Being in Russia, Zeev and Rachel survived the war, while Zeev's parents and his three brothers, Nisson, Shimon and Yakov, perished in the Holocaust. In 1946, after the war, the orphanage children and staff -- headed by Zeev & Rachel -- traveled back to Warsaw. They were sent to Legnietza, not far from Vrozlaw (Breslau in German), in western Poland, where they refounded the H.N. Bialik Tarbut school. It took about three months to get the school running, and they ran it through the end of 1949. The school had 150-160 children, who lived on a kind of kibbutz (orphanage?). The Communists tolerated the Tarbut schools for a time. Meanwhile, Zionists were active getting Jews to Palestine, but the Tarbut schools were costing the Polish government money, and they did away with them. Zeev said he was escorted to the school on a Shabbes morning "and they took everything." It was one of the last two Tarbut schools to survive.

He applied four times to emigrate and was denied. Then he sent a 120-word telegram to the Minister of the Exterior explaining his situation, and he got the permit to emigrate to Israel. He found out later that Mr. Gorin, husband of the nurse at his school, had interceded. Mr. Gorin was originally from a shtetl about 40km from Shumsk, in Austria, and had worked in the Polish government and survived the war. He was a leader of a Jewish communist group, and had heard Zeev's name come up in connection with Zionist activity, and he knew Zeev was about to be arrested, and Mr. Gorin prevented it. Zeev did not even know Mr.
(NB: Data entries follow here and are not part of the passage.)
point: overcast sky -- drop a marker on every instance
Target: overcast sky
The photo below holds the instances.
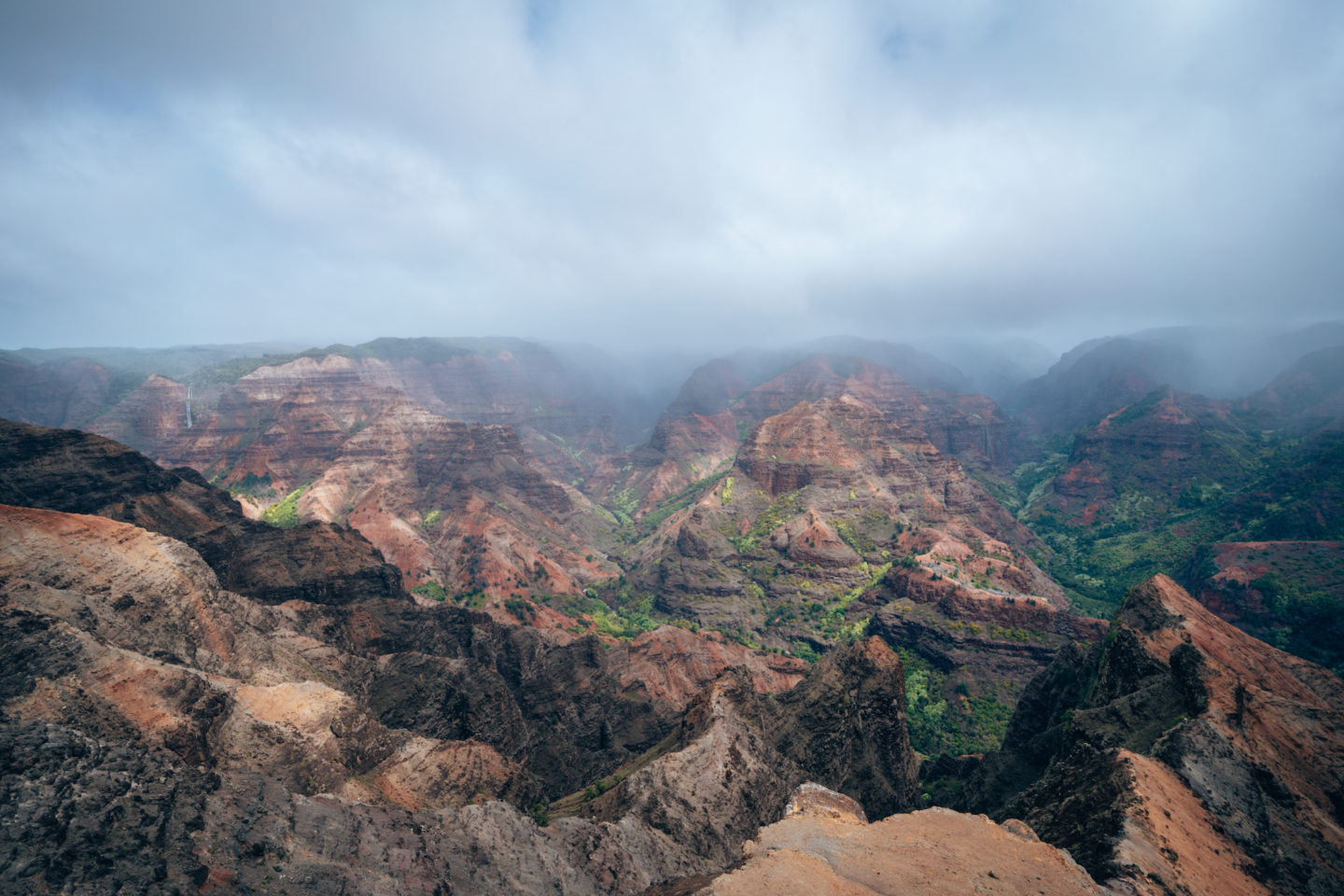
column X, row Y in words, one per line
column 657, row 172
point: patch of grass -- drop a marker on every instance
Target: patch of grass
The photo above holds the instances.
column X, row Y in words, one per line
column 431, row 590
column 284, row 513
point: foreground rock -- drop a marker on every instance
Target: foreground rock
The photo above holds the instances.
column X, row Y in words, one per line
column 1182, row 755
column 161, row 734
column 825, row 847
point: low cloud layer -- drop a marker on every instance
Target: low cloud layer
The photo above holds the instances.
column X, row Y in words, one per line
column 657, row 174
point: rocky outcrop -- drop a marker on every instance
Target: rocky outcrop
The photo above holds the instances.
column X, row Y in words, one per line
column 457, row 505
column 1175, row 757
column 79, row 473
column 165, row 734
column 823, row 846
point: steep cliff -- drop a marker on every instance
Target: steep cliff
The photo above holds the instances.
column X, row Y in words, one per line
column 1182, row 754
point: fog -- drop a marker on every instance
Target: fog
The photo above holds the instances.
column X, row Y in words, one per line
column 651, row 176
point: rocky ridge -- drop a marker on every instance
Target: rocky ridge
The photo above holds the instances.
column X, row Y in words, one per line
column 1182, row 755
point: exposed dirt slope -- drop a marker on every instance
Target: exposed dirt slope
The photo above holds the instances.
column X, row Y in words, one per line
column 825, row 847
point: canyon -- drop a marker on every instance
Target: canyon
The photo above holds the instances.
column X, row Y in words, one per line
column 463, row 615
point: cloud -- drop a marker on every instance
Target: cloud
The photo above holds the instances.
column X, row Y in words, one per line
column 665, row 172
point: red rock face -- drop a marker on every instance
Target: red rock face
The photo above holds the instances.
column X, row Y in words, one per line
column 1193, row 757
column 1154, row 450
column 672, row 664
column 718, row 410
column 445, row 501
column 455, row 504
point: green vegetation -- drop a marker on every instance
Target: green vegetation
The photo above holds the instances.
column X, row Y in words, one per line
column 286, row 512
column 680, row 500
column 949, row 719
column 431, row 590
column 631, row 617
column 770, row 519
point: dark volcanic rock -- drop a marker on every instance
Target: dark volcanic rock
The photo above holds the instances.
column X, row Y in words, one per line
column 79, row 473
column 1178, row 752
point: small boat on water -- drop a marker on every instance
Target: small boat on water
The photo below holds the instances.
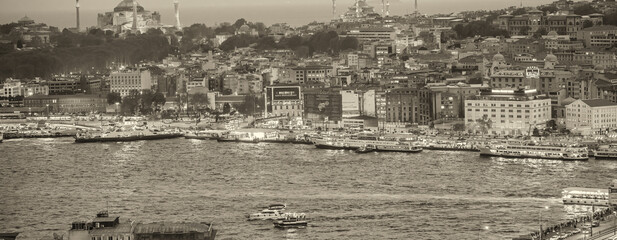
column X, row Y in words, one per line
column 277, row 206
column 606, row 152
column 532, row 150
column 125, row 136
column 365, row 149
column 266, row 214
column 202, row 135
column 293, row 221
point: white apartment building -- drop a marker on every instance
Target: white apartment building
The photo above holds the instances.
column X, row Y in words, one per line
column 594, row 114
column 511, row 112
column 125, row 81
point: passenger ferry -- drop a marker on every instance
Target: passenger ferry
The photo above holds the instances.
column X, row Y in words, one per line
column 585, row 196
column 354, row 143
column 125, row 136
column 292, row 221
column 606, row 152
column 530, row 150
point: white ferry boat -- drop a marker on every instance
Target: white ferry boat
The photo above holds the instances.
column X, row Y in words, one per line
column 528, row 150
column 375, row 143
column 292, row 221
column 266, row 214
column 585, row 196
column 606, row 152
column 271, row 214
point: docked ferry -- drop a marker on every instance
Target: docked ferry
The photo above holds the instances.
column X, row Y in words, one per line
column 529, row 150
column 362, row 142
column 606, row 152
column 125, row 136
column 585, row 196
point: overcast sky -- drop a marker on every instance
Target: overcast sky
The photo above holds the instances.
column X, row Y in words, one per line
column 296, row 12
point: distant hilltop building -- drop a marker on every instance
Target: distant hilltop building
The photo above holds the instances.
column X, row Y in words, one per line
column 121, row 19
column 359, row 12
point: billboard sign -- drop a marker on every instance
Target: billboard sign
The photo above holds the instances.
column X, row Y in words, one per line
column 286, row 93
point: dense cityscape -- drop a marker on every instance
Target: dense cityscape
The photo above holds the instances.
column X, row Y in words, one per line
column 525, row 97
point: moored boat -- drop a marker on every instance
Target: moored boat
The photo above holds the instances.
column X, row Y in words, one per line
column 125, row 136
column 365, row 149
column 606, row 152
column 293, row 221
column 530, row 150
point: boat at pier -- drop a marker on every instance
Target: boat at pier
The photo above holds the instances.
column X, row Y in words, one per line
column 293, row 221
column 606, row 152
column 380, row 145
column 125, row 136
column 532, row 150
column 585, row 196
column 203, row 135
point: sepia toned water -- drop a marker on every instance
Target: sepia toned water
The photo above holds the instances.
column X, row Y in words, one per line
column 45, row 184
Gorin, only his wife.

Zeev and Rachel and their children took a train from Warsaw to Italy -- it was full of people going to Israel -- and then traveled by ship to Israel. The voyage took four days and they were seasick during a storm. Zeev remembered eating some plums and getting sick, and he never ate plums again. They arrived in Israel on May 4, 1950. Zeev said they used to wake up in the middle of the night and couldn't believe they were in Israel! He said he knew that sounded made-up and corny, but it was true. At first they lived on a kibbutz for a year, then Kfar-Ata, where Rachel had a sister. They found that Zeev's second cousins from Shumsk, Yaakov Ben-Arie and Yaakov's sister Haika (Koren) Waldberg, lived in Kfar Ata too.

Later they settled in Jerusalem. Both Zeev and Rachel continued working as educators until they retired. Zeev was a school principal in Israel. Zeev & Rachel stayed in Philadelphia during 1984-86 teaching Hebrew in the Solomon Schecter school. Zeev's interview with Marlyn came during that time. Zeev and Rachel also visited cousin Haika (Koren) Waldberg's granddaughter Efronit (Yaari) Levi in New York during that time.

Zeev became ill toward the end of 1987 and died in August 1988.